Basically, I became tired of the proliferation of messy data loading code in the AuthoritySpoke repository. That repository was the core of my “legal rule automation” project, but it was beginning to look like a cluttered workshop full of odds and ends. Every time a part of AuthoritySpoke started to look neat and coherent, I bundled it up as a separate Python package with separate documentation and moved it to a separate GitHub repository, leaving behind the messier code that didn’t quite fit together or that was hard to use.
When I created the judicial opinion download library Justopinion, I was able to choose a serializer without the burden of supporting legacy code, and Pydantic felt like the right choice, so I went with it. But then Justopinion became a dependency of AuthoritySpoke, which meant AuthoritySpoke had to import Pydantic to run. That put me on the path to adopting Pydantic for the entire AuthoritySpoke project.
The major design difference between Pydantic and the serializer I previously used, Marshmallow, is that with Pydantic the information needed to serialize objects to JSON is stored on the objects themselves, rather than in separate serializer classes.

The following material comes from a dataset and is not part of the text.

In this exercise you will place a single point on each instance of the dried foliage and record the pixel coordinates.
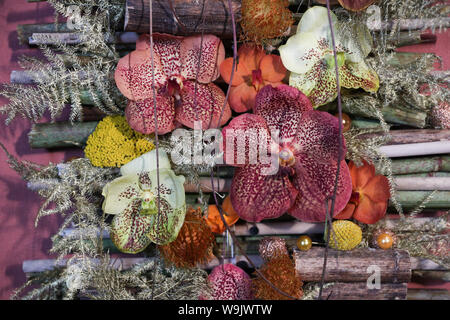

The result was that I was also able to delete a lot of old code I’d written, including several whole modules, and replace it with Pydantic’s built-in functionality.
My biggest fear about the transition was that because I’d have to make changes to all the Python classes in my project that stored data, the change might introduce bugs that I wouldn’t be able to fix, and the migration to Pydantic would simply fail. But in the end I was able to migrate every feature to Pydantic, while removing both Marshmallow and its associated API documentation library Apispec from the list of dependencies that have to be imported when AuthoritySpoke is installed.
The new version 0.9 of AuthoritySpoke has been mainly about reducing the amount of code and improving its organization, without introducing many new features. But as a result of the Pydantic transition, nearly all AuthoritySpoke classes have newly-added .dict()
and .json()
methods for serializing to generic datatypes, as well as .schema()
and .schema_json()
methods for generating JSON Schema API documentation. These serialization methods are easier to use and understand than the alternatives that existed in the past. Overall, version 0.9 is more consistent, more maintainable, less buggy, and more suitable for larger projects.